Collins deemed it prudent to pay a visit to his friends in Holland. He was in consequence ridiculed by those who had been crying out for persecution. But he was not idle. In 1715 he returned to England, and retired to Essex, where he acted as Justice of the Peace, as he had done before in the County of Middlesex and the Liberty of Westminster. In the same year he published the work here reprinted.

Dr. Samuel Clarke, in his Demonstration of the Being and Attributes of God (1704) had replied to Spinoza’s arguments in proof of Necessity. To this Collins had evidently an eye when he said “Liberty is contended for by its patrons as a great perfection.” He only mentions “the most acute and ingenious Dr. Clarke,” however, towards the close of the work, when he adroitly quotes him to show that by his own admissions as to Moral Necessity he was in fact a Necessitarian. To this Clarke replied that Moral Necessity was no Necessity at all. It is notable that modern metaphysicians like Dr. Hutchinson Stirling take exactly the contrary view.

Clarke having contended against Collins that the doctrine of Necessity was opposed to religion and morality, the Freethinker did not deem fit to run the risk of persecution by provoking further controversy with his opponent. His later Dissertation on Liberty and Necessity, a tract of but 23 pages, was not published until after the death of Clarke and in the year of his own decease, 1729.

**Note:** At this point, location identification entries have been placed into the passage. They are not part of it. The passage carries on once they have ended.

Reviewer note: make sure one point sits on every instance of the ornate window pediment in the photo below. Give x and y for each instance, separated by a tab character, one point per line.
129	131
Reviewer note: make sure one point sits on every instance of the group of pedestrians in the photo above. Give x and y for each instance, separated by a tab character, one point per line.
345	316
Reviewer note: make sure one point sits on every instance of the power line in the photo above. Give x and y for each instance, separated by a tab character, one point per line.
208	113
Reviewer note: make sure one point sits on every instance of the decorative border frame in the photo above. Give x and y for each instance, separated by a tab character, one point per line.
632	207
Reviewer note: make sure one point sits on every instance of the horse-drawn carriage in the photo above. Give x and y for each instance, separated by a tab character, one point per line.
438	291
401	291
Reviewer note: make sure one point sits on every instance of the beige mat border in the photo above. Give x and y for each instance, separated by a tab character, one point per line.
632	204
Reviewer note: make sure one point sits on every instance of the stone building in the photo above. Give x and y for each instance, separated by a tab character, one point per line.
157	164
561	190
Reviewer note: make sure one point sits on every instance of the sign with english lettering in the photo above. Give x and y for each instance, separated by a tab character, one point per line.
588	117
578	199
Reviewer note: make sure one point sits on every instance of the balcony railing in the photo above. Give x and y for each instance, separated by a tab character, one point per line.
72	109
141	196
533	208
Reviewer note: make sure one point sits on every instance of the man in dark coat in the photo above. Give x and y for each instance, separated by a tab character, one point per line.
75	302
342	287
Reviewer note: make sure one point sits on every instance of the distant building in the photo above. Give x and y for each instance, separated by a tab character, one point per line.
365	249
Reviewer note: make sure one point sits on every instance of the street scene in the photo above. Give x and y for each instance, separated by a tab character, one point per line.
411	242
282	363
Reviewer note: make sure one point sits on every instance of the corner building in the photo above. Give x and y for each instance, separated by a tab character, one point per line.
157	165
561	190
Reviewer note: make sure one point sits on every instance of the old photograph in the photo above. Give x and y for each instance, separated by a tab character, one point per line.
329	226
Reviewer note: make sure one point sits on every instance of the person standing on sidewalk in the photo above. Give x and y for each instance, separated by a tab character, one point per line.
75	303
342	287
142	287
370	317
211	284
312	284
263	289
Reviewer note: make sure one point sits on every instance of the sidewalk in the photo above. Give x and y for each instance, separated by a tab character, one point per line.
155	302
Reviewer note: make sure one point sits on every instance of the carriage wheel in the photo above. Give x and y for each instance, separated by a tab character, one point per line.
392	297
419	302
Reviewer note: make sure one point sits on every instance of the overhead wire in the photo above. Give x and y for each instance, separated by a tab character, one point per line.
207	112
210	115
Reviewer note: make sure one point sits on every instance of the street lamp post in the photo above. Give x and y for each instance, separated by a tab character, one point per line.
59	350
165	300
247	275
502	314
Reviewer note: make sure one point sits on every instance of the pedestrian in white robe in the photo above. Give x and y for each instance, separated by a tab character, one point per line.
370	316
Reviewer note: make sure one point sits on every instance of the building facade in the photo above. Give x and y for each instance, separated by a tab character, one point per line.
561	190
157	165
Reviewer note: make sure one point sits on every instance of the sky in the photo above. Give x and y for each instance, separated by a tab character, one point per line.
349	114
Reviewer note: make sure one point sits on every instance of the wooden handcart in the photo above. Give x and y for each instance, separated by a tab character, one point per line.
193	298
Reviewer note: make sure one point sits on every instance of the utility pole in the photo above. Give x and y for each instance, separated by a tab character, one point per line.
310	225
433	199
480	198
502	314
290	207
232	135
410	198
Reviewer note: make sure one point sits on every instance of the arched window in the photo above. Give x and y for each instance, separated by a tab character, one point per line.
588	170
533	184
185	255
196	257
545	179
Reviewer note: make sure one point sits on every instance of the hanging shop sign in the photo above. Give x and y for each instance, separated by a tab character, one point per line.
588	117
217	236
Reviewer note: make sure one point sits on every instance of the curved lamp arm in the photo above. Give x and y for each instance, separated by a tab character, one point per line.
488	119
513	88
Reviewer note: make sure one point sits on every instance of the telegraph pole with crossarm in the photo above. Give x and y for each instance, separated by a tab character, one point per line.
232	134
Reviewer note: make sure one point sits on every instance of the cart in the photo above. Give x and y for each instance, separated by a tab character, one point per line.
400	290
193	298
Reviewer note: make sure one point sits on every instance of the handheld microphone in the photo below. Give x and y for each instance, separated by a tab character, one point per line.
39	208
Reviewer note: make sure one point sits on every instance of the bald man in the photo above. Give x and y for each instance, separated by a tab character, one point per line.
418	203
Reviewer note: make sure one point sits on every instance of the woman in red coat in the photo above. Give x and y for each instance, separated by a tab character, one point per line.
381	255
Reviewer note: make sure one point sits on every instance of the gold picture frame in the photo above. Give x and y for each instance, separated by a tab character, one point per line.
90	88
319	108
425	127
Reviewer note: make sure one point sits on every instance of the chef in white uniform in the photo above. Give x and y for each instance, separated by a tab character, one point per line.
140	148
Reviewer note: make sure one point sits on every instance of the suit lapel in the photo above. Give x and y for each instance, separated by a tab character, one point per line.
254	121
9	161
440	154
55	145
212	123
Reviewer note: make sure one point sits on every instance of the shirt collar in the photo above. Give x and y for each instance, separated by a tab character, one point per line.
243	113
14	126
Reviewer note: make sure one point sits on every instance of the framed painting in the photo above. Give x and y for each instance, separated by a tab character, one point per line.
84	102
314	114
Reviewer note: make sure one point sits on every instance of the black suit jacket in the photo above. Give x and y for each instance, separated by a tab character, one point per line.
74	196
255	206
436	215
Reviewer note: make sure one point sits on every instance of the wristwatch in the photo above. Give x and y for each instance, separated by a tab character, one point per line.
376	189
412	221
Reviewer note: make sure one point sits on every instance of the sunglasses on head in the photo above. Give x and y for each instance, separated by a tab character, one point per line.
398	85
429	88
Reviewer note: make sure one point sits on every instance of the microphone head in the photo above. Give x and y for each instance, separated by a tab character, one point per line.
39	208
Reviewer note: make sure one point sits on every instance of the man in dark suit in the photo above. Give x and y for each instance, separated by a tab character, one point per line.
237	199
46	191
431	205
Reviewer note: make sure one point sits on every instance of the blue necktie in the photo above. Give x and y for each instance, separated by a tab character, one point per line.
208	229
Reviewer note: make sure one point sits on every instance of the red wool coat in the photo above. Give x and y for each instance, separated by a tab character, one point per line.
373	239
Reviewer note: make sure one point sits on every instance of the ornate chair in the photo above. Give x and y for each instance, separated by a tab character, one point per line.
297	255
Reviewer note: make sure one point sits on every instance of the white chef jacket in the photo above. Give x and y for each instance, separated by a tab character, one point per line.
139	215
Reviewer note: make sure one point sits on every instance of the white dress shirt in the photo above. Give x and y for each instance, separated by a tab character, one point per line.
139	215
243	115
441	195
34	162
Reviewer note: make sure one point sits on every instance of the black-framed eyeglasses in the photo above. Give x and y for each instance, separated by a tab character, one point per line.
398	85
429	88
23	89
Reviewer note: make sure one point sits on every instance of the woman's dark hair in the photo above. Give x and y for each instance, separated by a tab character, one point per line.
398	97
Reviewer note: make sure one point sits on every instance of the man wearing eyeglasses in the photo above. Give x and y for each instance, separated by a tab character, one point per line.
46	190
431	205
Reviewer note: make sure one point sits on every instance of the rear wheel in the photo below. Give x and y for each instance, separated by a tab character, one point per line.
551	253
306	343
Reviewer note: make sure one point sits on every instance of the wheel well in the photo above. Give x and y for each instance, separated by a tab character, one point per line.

It is, however, upon the little work here reprinted that the fame of Collins as a philosopher securely rests. The writer of the article on Collins in the Encyclopædia Britannica (9th ed.) says: “His brief Inquiry Concerning Human Liberty (1715) gives, in a remarkably clear and concise form, all the important arguments in favor of his theory, with able and suggestive replies to the chief objections which have been urged against

  1. It is, of course, open to any friend of Berkeley, whose goodness of heart was as undoubted as his genius, to argue that he did not intend any incitement to persecution; air and water being the common benefits of “Providence,” whom Collins had presumably insulted, and not such things as men are usually deprived of by their persecutors.